Thursday, September 1, 2016

King Henry VI, Part 2King Henry VI, Part 2 by William Shakespeare
My rating: 4 of 5 stars

This is a very uneven play, unfortunately. The first half attempts, mostly unsuccessfully, to justify and ramp up the enmity between the Lancaster line in Suffolk and the rage of York. It's mostly just scheming and jealousy and the blame game. York wanted to have his blood tied to the King while Suffolk (at least in the play, if not in actual fact, history,) was smitten with Queen Margaret, whom he unwisely pushed off to his king instead of just making her his own, with huge overtones of Lancelot and Gwennie.

And then Suffolk dies in sweet tune to the prophesy that the play begins with, and then the action and the interest picks up, turning a frankly boring escapade into a pretty awesome end.

So, yeah, I call the first half of this play weak. Weak, I say.

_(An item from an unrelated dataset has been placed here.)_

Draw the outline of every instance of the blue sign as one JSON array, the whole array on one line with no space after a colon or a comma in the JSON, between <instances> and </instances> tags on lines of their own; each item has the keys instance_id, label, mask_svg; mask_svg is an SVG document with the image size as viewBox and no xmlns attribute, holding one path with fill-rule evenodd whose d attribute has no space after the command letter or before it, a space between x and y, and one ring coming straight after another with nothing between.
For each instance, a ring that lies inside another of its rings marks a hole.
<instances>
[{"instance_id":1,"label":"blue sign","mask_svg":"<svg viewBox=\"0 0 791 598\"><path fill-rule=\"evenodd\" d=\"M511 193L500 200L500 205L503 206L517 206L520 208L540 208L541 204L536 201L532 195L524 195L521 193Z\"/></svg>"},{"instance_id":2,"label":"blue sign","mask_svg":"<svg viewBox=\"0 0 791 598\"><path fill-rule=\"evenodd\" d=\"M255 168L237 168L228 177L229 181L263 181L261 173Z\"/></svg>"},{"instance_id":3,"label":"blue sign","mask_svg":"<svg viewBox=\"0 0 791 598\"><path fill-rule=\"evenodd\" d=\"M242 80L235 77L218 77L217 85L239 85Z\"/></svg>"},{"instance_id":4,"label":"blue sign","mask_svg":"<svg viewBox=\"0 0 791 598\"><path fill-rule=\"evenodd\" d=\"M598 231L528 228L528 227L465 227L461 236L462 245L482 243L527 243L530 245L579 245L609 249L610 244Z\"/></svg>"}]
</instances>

The second half, the parts where Jack Cade, care of York and his scheming and his soon forthcoming full attempt upon the Throne of England, brings all the blood and pillage and a truly immense amount of book burning upon the stage, with ignorant masses calling for the downfall of whatever bogeyman they can conjure out of smoke or just the smoke from Jack Cade's arse. Mind you, this is strictly historical, although he wasn't quite as villainous as portrayed here. I think Cade honestly wanted a populist rebellion, but when he let slip his control of the masses and let them pillage and rape and steal after being successful against the king's mismanaged forces, he lost all the honor he might have won in the day.

In the play, instead, we're treated to something quire gruesome with a number of heads on poles.

After that bit wrapped up, though, it was York's turn, bringing his army into Kent after it had been softened by Cade, and after a few reversals, he manages to win and see the king flee off to London and sets himself up as another king of England.

The action and the story and the cliffhanger is quite delicious, assuming you hadn't fallen asleep during the first parts of the play. Alas.

The broad outlines of what happened in history is pretty on target, but some motivations are ramped up or made from whole cloth to make the play more exciting. Can I blame it? Not really.

Warwick doesn't really feel as important in the play as he always felt in my readings of history, either. Or perhaps that's just because he really hasn't come into his own until Part 3. ;)

But as a side note, one thing I found rather delicious was the youthful and smartass future King Richard III being all valorous and quick of foot and mind amongst all his older brothers and his father. Hey look, it's a the young man who'll grow up to be a wretched monster! lol. Well, that's Shakespeare. History is full of supporters and detractors of Richard of York and where does the truth really lie?

I just wish this play had been more even in quality. Sigh.